Perineural invasion (PNI) represents a unique biological feature causing the poor prognosis of pancreatic ductal adenocarcinoma (PDAC), especially with KRAS mutation. Extracellular vesicle (EVs)-packaged circRNAs function as essential mediator for tumor microenviroment communication to trigger PDAC cells invading into the surrounding regions and lead to distant metastasis. However, the regulatory mechanism of exosomal circRNA in PNI of KRAS-mutated PDAC has not been elucidated.

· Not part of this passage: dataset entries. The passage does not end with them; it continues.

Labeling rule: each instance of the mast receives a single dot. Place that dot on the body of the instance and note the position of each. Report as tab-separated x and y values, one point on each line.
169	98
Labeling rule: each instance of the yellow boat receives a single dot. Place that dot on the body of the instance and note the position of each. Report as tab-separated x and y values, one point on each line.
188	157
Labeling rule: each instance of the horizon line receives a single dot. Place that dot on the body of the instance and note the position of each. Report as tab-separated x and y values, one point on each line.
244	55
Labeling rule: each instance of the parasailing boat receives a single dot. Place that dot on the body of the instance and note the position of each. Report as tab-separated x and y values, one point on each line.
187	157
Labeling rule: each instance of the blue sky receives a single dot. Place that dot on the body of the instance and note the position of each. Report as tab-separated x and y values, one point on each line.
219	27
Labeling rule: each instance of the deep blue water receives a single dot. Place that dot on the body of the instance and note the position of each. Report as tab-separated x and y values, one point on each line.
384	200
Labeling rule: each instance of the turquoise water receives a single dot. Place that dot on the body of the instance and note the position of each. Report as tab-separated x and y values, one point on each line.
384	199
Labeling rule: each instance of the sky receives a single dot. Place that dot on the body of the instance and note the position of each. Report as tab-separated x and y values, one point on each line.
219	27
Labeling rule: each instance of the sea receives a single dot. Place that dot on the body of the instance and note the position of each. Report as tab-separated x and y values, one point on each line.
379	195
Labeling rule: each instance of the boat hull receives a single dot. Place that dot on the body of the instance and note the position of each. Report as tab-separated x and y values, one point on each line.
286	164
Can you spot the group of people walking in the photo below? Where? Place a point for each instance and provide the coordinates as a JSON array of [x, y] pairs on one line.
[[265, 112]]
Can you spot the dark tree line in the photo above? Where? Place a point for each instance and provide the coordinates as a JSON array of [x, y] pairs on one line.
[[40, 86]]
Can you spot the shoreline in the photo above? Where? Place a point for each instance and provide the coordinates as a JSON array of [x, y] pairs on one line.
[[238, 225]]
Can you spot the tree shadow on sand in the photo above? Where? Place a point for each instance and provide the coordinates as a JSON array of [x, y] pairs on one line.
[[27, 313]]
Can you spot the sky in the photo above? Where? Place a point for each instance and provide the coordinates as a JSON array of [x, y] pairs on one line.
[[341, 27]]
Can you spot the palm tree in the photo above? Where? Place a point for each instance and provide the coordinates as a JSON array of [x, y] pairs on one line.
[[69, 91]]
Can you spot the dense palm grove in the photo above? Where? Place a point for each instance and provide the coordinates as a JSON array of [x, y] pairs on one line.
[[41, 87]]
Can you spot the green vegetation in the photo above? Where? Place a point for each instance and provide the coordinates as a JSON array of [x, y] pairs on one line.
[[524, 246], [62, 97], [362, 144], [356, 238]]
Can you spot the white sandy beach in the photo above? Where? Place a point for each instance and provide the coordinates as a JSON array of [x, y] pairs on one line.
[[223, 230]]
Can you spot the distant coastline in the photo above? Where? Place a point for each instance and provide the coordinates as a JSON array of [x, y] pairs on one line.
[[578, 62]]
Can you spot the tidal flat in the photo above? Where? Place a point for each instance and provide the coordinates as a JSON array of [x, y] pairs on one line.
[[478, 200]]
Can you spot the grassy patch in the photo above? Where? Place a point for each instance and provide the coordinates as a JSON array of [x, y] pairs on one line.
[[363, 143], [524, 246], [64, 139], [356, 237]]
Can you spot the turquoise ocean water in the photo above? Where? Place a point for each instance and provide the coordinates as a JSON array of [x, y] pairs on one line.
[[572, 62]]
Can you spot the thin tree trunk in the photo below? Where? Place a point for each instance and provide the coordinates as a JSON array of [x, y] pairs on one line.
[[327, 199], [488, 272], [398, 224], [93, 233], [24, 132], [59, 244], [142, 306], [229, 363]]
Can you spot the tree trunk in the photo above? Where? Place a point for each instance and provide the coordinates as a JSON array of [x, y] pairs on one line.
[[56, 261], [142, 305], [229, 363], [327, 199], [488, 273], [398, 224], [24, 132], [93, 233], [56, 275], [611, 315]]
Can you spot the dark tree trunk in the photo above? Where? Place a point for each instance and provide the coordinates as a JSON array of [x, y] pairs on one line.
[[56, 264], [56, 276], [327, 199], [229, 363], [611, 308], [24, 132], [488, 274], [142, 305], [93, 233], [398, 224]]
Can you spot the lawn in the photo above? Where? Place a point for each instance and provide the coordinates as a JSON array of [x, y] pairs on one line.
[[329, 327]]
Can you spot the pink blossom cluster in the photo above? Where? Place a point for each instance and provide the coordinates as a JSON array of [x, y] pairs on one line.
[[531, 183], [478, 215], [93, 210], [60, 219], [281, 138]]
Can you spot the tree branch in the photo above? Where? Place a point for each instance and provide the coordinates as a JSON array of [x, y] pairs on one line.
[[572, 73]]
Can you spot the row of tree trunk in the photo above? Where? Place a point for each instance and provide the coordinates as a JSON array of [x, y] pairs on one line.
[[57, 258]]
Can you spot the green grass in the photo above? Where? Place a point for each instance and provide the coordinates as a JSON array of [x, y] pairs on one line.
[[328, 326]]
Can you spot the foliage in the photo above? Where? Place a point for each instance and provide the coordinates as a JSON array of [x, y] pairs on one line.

Herein, we identified an KRASG12D-mutation responsive exosomal circRNA-circPNIT, which was positively correlated with PNI of PDAC. Functionally, KRASG12D PDAC-derived EV-packaged circPNIT promotes axonogenesis and PNI both in vitro and in vivo. Mechanistically, circPNIT-mediated Rab5B-CD109 interplay bypassed traditional endosomal trafficking to anchor Rab5B in the lipid rafts of multivescular body and fostered the secretion of circPNIT as a cargo of CD109+EVs. Subsequently, CD109+EVs achieved the targeted delivery of circPNIT to neurons by recognizing their surface receptor TRPV1 and facilitated DSCAML1 transcription-induced axonogenesis, which in turn enhanced the PNI by activating GFRa1/RET pathway. Importantly, we established an engineered si-cirPNIT-loaded CD109+EVs to dramatically inhibit PNI of PDAC in a KRASG12D/+ Trp53R172H/+ Pdx-1-Cre mice model. Collectively, Our findings highlight the mechanism underlying EV-packaed circRNA mediating PNI of KRAS mutated-PDAC dependent of a Rab5B endosomal bypass, supporting circPINT as an effective target for the treatment of neuro-metastatic PDAC Overall design: To explored the mechanism by which KRASG12D PDAC EV-packaged circPNIT regulated axonogenesis after the internalization by dorsal root ganglia cells. Next generation sequencing analysis was performed on 3 pairs of independent dorsal root ganglia cells induced by PANC-1-EVcircPNIT and PANC-1-EVvector, respectively.